Although this education program works on enhancing verbal abilities, if a child failed to develop meaningful words by the age of 26–30 months, speech therapy was initiated.

In short, this is an individualized, comprehensive program that is widely applied across different settings and is in some respects similar to PRT.

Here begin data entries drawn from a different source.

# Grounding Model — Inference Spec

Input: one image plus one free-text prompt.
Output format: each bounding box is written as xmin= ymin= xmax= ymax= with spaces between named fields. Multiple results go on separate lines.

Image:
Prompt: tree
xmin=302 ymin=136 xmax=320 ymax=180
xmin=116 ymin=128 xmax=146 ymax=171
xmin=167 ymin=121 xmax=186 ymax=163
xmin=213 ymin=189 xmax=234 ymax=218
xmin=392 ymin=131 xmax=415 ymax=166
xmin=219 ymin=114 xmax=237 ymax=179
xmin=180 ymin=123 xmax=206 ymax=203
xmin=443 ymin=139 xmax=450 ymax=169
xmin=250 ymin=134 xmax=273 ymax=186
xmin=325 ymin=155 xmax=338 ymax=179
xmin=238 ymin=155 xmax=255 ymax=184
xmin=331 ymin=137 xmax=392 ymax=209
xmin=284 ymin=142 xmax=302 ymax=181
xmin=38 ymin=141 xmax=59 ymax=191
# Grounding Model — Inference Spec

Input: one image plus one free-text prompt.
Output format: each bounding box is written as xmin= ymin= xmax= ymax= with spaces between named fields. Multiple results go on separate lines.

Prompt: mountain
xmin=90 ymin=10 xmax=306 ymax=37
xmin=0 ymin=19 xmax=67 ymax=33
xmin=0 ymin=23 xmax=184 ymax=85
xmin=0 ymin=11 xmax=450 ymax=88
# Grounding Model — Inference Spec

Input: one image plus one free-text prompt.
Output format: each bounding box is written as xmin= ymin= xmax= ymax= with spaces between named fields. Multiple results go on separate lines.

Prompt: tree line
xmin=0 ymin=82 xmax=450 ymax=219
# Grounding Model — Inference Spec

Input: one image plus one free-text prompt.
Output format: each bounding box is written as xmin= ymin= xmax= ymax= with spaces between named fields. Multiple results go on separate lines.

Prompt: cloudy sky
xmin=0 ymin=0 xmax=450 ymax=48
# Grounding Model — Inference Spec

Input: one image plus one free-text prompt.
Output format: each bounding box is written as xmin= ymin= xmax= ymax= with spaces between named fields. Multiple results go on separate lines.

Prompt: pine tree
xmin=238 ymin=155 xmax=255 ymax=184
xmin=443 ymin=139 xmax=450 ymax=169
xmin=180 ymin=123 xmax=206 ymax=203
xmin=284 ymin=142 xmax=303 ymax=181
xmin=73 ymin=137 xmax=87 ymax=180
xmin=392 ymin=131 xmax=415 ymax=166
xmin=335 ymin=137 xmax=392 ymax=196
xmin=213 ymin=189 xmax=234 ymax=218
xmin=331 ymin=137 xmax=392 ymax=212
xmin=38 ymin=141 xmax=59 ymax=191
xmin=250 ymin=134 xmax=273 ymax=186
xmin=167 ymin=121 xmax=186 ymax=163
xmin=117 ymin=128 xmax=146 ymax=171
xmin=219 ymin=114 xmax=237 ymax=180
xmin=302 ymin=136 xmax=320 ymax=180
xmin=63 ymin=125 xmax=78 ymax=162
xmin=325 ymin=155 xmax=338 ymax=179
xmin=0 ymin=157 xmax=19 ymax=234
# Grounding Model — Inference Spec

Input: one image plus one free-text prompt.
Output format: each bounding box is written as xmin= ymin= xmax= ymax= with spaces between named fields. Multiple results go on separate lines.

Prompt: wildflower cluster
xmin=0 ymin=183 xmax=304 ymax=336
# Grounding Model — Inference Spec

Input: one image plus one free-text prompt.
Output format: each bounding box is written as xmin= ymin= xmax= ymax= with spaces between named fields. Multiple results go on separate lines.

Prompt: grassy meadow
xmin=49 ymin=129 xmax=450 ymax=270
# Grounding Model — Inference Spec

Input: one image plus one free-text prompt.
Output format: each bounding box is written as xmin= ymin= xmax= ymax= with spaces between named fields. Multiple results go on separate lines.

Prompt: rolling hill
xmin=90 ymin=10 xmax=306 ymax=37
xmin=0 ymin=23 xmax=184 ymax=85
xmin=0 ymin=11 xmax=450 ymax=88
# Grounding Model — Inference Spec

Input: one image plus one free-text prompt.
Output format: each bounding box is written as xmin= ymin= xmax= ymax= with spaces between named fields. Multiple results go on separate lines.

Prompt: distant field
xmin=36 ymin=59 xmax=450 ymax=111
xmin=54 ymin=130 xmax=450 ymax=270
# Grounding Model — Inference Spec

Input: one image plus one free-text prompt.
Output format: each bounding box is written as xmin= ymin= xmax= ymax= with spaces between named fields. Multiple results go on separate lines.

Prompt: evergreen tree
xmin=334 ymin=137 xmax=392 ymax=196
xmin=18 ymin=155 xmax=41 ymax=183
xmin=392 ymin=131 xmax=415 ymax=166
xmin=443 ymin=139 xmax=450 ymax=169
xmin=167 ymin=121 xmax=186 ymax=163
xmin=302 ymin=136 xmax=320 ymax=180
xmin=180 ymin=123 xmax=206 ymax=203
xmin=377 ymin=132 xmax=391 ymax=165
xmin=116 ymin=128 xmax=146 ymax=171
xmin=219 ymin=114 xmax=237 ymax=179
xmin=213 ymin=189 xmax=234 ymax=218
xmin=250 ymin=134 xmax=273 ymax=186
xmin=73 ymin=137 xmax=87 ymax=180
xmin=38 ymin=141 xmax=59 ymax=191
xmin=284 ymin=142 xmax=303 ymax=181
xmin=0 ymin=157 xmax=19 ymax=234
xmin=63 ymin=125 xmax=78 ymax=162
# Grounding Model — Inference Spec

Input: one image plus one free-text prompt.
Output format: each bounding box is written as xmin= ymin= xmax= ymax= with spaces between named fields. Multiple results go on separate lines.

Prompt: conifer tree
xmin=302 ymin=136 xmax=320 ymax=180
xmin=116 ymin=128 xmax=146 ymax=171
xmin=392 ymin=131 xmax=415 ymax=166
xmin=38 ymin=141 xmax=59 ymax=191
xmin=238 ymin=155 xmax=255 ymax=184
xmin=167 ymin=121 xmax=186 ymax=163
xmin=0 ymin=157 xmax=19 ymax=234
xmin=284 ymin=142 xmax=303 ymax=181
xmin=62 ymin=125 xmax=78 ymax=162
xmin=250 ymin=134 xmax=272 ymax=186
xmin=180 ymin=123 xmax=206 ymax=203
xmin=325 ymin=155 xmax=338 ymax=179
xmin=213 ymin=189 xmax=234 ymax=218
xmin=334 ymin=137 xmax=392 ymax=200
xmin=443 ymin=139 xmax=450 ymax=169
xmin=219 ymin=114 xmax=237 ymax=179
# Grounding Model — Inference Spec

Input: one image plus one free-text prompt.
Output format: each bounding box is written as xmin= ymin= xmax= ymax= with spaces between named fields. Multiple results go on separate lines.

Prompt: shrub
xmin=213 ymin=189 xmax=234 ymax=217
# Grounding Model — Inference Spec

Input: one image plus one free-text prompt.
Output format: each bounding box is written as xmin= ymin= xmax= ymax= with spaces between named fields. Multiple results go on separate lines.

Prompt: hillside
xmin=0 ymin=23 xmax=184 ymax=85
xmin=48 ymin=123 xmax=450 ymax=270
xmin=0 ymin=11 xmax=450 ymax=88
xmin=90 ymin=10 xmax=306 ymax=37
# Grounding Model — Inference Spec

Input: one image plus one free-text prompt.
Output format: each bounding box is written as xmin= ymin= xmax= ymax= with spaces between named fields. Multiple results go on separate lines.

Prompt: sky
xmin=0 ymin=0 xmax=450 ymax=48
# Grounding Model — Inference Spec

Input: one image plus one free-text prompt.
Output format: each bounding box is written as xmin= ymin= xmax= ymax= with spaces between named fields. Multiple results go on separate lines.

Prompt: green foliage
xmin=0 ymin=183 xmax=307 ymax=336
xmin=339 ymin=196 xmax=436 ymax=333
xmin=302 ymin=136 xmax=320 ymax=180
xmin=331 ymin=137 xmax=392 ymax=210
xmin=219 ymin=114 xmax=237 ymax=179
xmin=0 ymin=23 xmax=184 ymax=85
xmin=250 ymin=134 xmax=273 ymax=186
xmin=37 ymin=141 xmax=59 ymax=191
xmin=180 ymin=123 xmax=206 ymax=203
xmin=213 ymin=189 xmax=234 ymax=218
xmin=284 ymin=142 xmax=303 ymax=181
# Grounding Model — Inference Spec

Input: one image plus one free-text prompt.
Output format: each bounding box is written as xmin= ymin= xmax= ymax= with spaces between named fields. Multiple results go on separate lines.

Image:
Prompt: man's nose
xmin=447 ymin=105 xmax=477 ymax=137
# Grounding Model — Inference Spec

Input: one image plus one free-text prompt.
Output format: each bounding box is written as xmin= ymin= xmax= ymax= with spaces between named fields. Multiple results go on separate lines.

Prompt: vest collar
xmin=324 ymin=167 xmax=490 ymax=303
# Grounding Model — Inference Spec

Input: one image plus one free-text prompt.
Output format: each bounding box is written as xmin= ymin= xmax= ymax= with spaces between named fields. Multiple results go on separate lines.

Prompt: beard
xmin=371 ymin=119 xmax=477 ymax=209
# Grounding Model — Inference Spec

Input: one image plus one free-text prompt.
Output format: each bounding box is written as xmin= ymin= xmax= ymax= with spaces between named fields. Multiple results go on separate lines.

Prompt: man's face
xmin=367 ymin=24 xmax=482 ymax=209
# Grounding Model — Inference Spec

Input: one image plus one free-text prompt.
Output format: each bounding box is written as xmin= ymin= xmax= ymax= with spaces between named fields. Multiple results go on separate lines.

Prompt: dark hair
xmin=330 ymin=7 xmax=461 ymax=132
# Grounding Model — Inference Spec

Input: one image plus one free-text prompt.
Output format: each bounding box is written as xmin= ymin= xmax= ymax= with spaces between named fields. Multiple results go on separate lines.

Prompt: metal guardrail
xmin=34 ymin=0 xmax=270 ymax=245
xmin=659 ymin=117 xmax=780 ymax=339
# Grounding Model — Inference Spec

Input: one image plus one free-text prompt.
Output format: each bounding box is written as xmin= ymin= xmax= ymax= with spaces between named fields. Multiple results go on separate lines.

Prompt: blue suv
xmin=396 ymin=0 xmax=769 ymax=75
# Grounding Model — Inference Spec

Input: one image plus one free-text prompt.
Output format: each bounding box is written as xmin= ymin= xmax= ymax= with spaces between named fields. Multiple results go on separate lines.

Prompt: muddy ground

A child psychiatrist who has 20 years of research and clinical background with ASD conducted the clinical diagnoses and follow-ups. A blind examiner, who is a child psychiatrist with 5 years of experience in the autism field, reviewed the records of all children at baseline and at the time of optimal outcome. Only individuals about whom both psychiatrists agreed regarding baseline diagnosis and optimal outcome were included in the study. The senior educators were educators with Ph.D. and M.S. degrees in special education and who had at least 10 years of experience in working with young children with ASD. These senior educators supervised the home program and the nursery program. They led this program in continuous consultation with child psychiatrists. See Figure 1 for the review of the providers of the educational program.

Figure 1.

Figure 1

Providers of the educational program.

Because the behavioral interventions were not standardized or uniform, no treatment fidelity measures could be taken. However, parents were regularly consulted, and interventional progressions were periodically checked (every 4–6 months) using ADSI.

2.6. Statistical Analysis

All data were organized in Microsoft Excel 2010, and all statistical tests, excluding the correlation analysis, were conducted in Excel. Differences between means were calculated using a t-test. A P value <0.05 was regarded as statistically significant. For multiple comparisons for changes in each CARS item, a Bonferroni correction was conducted, and a P value < 0.0033 was considered statistically significant. Relationships between parametric values were assessed using the Pearson correlation coefficient in the Statistical Package for Social Sciences (SPSS) 16.0, SPSS Inc., Chicago, Illinois, USA.

3. Results

The mean age at referral was 2.39 ± 0.75 years (range: 1.5–4.5 years), which was also the age to start special education. The children started to talk with meaningful words at the age of 2.46 ± 0.92 years (range: 1.5–4.5 years) and used phrases at the age of 3.20 ± 0.91 years (range: 2–5 years). The mean age at optimal outcome was 5.11 ± 1.95 years. The mean number of psychiatric interviews from intake to the time of optimal outcome was 8.47 ± 3.89 sessions. Some patients are being followed up for other psychiatric problems after loss of ASD diagnosis. The education program of patients is summarized in Table 1.

Table 1.

Education program of the patients.

Values
Years attending special education 2.00 ± 1.54 years
Psychiatric follow-up 3.10 ± 2.08 years
Special education hours per week 1.94 ± 1.61 hours
Number of home program providers 2.14 ± 1.41 persons
Number of patients attending mainstream education/nursery 31 patients (79.48%)
Age at starting mainstream education 3.00 ± 1.46 years
Number of patients attending speech therapy 15 patients (38.46%)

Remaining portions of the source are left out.